I settled in Thailand a year ago from Australia, and would be interested to hear from anybody Trading Online.
I was actively trading CFD's in Australia with IG Markets and also using E-Trade when needed.
Both of these platforms needed an Australian Bank Account and were liable for Australian Tax so closed both before moving to Thailand.
I have Traded a range of instruments from Stocks to Commodities, Indices and FX etc, and now settled am keen to get started again.
The questions I have are the HOW, you go about Trading in Thailand and how you protect yourself and your assets.

1.	Is the Thailand Stock Exchange worth Trading. 

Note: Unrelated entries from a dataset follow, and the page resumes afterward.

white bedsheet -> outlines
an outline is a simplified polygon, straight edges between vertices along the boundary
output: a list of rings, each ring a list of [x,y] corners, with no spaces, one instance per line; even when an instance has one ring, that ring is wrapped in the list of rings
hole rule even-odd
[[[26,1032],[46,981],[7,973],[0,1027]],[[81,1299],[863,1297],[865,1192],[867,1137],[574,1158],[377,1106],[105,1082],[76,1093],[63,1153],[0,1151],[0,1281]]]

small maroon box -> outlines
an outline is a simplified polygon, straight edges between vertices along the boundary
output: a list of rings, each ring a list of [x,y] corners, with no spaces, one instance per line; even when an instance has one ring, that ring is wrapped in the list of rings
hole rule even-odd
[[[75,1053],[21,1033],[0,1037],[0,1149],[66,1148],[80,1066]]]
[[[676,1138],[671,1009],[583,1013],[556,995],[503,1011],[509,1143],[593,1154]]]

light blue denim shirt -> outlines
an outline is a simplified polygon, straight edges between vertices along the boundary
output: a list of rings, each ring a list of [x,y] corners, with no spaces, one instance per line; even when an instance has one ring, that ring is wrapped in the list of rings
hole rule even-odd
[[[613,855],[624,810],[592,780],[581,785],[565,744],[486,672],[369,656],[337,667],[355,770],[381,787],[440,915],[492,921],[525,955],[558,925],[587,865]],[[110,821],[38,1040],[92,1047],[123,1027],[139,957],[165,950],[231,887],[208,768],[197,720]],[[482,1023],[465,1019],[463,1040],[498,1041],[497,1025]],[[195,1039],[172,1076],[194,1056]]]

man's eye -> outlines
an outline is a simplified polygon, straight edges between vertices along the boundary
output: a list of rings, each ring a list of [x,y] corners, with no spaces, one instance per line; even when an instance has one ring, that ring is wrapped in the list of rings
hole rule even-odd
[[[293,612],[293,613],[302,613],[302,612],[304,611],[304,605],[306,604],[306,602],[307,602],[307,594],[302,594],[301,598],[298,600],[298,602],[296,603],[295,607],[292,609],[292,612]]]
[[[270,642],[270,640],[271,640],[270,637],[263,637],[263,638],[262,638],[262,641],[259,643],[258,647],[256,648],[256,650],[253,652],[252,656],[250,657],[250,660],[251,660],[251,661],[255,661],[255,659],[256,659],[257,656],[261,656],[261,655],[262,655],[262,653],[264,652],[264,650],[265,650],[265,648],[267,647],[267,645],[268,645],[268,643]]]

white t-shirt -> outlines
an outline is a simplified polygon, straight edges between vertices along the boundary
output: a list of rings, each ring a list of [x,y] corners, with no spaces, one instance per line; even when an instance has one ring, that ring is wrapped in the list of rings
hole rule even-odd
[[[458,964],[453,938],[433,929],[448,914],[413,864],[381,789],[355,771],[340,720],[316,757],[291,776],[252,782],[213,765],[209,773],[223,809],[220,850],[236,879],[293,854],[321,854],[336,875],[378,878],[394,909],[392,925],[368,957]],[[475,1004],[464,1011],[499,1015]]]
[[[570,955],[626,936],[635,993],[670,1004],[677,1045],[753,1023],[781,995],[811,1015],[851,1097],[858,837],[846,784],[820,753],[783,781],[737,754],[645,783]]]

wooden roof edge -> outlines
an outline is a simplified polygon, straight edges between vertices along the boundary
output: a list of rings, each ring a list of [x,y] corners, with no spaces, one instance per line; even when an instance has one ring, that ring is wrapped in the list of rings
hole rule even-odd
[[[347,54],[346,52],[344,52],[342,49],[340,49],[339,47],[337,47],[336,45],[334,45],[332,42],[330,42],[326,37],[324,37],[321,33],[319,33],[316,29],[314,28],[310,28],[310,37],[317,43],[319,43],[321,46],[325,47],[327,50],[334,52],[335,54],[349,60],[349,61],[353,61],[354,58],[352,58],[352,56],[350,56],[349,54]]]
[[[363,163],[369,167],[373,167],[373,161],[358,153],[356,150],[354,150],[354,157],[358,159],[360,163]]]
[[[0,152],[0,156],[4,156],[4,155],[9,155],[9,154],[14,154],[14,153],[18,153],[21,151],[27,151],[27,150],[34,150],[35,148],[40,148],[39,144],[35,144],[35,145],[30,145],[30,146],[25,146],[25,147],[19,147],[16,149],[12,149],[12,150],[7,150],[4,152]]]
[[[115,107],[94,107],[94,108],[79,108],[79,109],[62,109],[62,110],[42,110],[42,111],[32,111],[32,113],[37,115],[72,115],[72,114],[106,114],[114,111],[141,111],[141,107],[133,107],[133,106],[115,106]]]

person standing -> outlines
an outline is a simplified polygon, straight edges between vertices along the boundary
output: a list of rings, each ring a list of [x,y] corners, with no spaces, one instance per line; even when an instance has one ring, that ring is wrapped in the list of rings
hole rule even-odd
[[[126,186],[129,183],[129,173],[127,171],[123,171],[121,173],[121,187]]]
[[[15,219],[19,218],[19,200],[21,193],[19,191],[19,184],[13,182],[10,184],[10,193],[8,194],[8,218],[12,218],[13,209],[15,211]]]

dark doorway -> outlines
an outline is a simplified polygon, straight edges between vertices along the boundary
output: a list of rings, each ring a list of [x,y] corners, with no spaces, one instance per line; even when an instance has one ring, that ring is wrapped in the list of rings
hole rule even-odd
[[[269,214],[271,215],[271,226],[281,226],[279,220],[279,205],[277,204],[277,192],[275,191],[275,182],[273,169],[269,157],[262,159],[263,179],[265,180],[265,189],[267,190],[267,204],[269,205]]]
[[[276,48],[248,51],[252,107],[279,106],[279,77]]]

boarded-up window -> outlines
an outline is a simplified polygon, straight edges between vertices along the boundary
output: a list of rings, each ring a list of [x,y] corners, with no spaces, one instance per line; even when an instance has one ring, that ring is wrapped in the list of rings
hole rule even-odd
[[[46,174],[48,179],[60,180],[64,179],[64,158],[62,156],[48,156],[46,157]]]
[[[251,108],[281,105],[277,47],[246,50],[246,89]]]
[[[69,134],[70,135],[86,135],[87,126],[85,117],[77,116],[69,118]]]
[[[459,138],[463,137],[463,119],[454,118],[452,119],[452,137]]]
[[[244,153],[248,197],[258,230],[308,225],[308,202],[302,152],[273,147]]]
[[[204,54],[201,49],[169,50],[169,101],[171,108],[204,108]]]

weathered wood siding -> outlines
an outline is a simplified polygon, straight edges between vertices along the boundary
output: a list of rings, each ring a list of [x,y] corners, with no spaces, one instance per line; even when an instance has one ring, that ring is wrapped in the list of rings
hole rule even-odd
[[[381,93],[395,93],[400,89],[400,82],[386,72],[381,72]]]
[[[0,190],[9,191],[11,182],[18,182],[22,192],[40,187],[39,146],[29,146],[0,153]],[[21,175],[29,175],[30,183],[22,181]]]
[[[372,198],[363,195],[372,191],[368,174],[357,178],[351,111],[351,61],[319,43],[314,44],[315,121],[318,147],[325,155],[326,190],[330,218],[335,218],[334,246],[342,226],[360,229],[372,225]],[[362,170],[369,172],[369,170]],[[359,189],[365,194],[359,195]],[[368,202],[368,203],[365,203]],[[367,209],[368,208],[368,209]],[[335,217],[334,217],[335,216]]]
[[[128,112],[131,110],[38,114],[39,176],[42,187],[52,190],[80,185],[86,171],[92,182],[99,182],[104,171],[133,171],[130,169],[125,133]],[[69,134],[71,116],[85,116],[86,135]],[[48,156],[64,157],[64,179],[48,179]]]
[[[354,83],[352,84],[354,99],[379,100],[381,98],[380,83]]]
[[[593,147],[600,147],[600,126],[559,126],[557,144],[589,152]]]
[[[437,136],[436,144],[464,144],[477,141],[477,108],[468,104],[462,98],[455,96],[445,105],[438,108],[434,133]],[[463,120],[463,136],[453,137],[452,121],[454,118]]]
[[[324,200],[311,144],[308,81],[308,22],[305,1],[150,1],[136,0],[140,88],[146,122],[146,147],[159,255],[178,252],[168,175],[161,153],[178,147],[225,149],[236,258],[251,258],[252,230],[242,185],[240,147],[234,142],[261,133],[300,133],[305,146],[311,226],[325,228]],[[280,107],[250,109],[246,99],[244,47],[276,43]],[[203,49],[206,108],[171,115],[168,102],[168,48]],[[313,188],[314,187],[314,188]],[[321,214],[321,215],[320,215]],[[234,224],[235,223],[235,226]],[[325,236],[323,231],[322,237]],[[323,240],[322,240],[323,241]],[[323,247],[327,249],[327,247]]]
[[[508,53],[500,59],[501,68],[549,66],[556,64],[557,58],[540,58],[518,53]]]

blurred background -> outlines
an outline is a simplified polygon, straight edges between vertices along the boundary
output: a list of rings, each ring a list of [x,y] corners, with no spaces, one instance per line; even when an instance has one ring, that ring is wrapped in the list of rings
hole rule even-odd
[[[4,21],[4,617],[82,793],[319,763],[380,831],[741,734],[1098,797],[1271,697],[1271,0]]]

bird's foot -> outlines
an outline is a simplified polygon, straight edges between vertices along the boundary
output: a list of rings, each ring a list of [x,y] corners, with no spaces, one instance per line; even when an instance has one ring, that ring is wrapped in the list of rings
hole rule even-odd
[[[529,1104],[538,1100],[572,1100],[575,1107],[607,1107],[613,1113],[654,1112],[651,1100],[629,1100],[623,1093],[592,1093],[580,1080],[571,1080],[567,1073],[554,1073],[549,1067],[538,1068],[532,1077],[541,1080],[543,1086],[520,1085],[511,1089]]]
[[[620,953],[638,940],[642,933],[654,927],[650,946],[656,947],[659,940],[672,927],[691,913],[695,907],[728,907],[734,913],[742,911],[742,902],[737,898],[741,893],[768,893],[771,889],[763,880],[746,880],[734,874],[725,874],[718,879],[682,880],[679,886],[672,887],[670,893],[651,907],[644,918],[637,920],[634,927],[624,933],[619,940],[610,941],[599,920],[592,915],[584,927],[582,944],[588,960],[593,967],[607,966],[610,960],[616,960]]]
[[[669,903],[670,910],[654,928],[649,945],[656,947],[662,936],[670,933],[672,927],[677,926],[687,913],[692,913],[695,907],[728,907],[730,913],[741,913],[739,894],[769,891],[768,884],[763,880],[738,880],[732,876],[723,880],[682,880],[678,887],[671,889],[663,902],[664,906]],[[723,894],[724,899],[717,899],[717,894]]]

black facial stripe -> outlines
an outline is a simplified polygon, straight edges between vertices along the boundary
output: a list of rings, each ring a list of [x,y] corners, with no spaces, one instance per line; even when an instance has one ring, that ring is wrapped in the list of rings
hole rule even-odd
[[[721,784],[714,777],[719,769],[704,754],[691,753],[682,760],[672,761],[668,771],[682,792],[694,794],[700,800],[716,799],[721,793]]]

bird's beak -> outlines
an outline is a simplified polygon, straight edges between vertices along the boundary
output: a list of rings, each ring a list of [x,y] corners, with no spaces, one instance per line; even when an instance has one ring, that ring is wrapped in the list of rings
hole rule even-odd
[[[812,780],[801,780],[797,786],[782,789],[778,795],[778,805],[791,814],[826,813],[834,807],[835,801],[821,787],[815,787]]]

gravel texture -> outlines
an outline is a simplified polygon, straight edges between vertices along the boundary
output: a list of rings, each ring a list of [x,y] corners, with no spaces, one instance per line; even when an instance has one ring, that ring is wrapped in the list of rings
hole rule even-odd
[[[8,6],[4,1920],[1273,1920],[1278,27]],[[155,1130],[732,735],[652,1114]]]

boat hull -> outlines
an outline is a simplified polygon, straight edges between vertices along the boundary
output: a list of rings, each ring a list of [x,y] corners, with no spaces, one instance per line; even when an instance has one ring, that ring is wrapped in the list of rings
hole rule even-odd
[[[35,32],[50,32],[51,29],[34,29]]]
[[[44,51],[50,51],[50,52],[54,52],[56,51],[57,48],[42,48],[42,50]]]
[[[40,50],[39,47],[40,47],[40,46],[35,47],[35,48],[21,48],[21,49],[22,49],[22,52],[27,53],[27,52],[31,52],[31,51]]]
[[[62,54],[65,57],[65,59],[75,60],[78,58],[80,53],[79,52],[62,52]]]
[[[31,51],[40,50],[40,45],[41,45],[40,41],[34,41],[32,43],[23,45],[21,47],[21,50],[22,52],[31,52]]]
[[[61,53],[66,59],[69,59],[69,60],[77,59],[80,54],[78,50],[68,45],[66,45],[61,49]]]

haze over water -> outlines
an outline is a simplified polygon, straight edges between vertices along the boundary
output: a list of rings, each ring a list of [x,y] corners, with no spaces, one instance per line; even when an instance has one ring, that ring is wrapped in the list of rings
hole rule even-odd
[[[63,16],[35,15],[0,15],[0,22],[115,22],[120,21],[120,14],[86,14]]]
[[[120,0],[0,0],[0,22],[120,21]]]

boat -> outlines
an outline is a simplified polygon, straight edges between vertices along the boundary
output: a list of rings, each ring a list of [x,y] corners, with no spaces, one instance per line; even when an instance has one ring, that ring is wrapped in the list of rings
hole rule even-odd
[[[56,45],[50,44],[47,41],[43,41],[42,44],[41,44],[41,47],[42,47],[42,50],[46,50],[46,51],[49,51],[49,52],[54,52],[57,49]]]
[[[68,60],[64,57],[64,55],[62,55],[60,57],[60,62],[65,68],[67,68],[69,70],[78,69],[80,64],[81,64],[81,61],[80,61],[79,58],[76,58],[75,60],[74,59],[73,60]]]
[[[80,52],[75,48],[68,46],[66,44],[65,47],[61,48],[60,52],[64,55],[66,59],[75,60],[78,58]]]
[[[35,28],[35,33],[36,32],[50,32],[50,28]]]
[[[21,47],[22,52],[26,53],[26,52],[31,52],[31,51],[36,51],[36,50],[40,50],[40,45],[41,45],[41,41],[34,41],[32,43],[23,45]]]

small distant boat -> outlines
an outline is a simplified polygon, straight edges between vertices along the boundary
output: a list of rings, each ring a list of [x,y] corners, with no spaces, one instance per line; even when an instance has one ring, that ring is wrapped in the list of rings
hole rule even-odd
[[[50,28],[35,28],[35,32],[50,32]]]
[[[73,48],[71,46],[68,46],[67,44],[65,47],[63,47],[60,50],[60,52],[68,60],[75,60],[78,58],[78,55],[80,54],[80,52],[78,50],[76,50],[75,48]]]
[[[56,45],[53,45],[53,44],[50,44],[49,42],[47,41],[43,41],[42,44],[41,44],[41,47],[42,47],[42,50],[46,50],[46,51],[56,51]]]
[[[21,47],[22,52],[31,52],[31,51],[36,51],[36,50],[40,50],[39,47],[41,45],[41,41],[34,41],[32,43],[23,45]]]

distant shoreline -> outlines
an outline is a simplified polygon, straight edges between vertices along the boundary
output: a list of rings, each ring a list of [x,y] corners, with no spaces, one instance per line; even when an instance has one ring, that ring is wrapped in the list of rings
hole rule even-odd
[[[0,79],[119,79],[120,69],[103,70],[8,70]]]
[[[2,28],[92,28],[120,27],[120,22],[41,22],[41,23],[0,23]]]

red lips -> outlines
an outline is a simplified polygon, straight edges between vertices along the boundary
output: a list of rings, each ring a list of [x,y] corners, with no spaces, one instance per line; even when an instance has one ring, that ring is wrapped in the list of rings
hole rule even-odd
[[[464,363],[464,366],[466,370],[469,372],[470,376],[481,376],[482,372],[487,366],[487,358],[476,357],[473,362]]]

	Do you use a broker or an online platform. 
	Are you exempt from Thailand Tax if you Trade their market. Eg through Kasikorn Bank etc
	Do they offer protection in the form of stop losses.

2.	CFD's

	What CFD provider can you trade through living here. I checked with IG in Singapore and they stated I had to have a Singapore Work permit and bank account.
	If you do Trade CFD's here, who do you use, and does the provider offer GSLO's (guaranteed stop losses) on their instruments.

3.	Commodities, Indices, FX, ETF's etc

	If anyone is living here permanently like me, and trading any of the above, I'd be interested to here who they use to Trade these instruments.
	Most of all I'd like to hear how you manage the risk. For me this is the important part, not the name of the instrument which means nothing.

Thanks in advance,
Jak


----------



## Omegaman477 (Jan 9, 2019)

J_a_k said:


> Hi Everyone.
> I settled in Thailand a year ago from Australia, and would be interested to hear from anybody Trading Online.
> I was actively trading CFD's in Australia with IG Markets and also using E-Trade when needed.
> Both of these platforms needed an Australian Bank Account and were liable for Australian Tax so closed both before moving to Thailand.
> ...


Private online trading in Thailand is still in its infancy. Citibank was granted a securities license recently and they would be a good starting point.

The SET is a complex beast. Most of all, unless you are fluent in Thai (writing) you will suffer.

Do what u know, and invest in what u understand. If you had success with the ASX, then continue with that. Personally I would never venture into Thai Securities/Commodities. Its another world.

Aside, technically currency trading by non residents in Thailand is illegal.

Do you have a Thai Bank Account?


----------